Rahee benar-benar tidak keberatan. Yoongi sudah menjadi teman yang begitu baik sepanjang tiga per empat masa SMA-nya. Apa salahnya saling menanyakan fakta-fakta satu sama lain? Dengan senang hati, dan berusaha jujur, gadis itu menjawab pertanyaan-pertanyaan Yoongi mengenai banyak hal. Mulai dari buku favorit, penulis favorit, hobi selain membaca, sampai kakak laki-laki Rahee (dan tentu saja, mana yang Rahee lebih suka antara anjing dengan kucing yang jawabannya adalah kucing).

“Aku baru tahu kalau kakakmu seorang dokter.”

Kakak laki-laki yang dibicarakan, tujuh tahun lebih tua dari Song Rahee, meski sehari-hari selalu menyebalkan tapi gadis itu selalu tersenyum bangga tiap membicarakannya. “Belum, lebih tepatnya Koas. Jadi dia masih magang di rumah sakit universitas.”

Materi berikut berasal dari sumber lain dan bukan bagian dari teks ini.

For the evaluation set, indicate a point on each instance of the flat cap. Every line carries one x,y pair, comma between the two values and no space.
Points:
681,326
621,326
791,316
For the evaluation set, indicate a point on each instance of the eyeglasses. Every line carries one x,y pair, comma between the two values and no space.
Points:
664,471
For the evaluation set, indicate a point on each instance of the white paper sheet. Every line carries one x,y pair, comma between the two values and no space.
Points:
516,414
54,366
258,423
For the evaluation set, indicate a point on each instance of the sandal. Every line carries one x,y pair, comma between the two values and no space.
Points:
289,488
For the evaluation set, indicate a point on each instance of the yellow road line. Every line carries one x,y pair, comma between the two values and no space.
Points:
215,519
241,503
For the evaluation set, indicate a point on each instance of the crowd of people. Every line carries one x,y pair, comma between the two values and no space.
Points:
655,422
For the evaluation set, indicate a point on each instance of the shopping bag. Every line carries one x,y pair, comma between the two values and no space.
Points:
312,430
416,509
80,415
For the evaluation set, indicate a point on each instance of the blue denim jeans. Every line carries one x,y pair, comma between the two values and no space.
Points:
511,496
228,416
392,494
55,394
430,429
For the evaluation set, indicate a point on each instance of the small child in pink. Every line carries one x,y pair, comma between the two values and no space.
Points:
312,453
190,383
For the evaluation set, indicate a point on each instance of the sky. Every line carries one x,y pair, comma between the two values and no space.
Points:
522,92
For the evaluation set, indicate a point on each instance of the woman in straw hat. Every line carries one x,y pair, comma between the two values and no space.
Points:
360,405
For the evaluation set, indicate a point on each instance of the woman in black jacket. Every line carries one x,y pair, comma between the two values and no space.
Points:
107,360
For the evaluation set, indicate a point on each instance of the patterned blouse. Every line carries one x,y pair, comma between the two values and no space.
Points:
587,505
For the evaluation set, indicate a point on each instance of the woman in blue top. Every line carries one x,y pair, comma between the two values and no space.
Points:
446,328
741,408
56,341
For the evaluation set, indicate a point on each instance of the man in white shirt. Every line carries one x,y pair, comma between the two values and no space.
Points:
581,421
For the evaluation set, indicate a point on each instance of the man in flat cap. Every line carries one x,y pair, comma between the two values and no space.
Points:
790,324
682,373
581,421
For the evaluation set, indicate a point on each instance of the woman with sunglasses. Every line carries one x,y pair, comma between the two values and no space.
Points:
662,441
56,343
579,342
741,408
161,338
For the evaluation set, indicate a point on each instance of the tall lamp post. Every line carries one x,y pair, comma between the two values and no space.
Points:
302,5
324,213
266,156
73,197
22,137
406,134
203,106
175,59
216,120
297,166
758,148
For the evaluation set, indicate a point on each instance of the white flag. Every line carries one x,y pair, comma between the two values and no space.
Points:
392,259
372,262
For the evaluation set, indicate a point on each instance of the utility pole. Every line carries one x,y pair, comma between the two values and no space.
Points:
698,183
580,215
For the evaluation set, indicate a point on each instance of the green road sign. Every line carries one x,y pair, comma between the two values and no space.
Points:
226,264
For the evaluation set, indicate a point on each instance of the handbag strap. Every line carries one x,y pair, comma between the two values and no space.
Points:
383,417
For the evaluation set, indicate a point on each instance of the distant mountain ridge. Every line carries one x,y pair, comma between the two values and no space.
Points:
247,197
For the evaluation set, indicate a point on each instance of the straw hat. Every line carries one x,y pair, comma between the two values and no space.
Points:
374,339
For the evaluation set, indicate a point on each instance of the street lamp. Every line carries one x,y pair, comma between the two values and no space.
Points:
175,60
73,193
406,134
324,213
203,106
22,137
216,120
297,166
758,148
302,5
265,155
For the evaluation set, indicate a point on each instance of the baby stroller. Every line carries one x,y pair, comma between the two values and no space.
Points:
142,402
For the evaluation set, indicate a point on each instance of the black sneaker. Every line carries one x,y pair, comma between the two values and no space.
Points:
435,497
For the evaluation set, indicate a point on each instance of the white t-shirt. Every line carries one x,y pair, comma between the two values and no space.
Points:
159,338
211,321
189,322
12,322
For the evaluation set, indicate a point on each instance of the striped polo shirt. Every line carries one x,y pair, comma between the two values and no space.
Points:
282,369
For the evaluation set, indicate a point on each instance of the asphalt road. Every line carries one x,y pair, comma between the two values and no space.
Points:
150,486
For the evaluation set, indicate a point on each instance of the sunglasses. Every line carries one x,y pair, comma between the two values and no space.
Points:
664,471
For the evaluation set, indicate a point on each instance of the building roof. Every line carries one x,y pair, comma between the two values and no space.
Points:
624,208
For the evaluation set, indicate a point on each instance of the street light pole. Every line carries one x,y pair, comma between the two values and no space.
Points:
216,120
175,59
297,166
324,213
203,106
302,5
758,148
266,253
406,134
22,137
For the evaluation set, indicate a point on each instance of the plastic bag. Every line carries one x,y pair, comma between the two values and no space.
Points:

“Tertarik untuk jadi dokter juga?”

“Kau bercanda?” Tawa gadis itu kembali tersulut berkat pertanyaan kawannya yang ia anggap menggelikan. “Kau sudah lihat nilai matematikaku? Tepat menyentuh angka KKM. Itu pun aku masih harus berterima kasih padamu karena sudah membantuku belajar―oh, iya! Aku baru ingat, aku masih punya hutang traktiran, ya?”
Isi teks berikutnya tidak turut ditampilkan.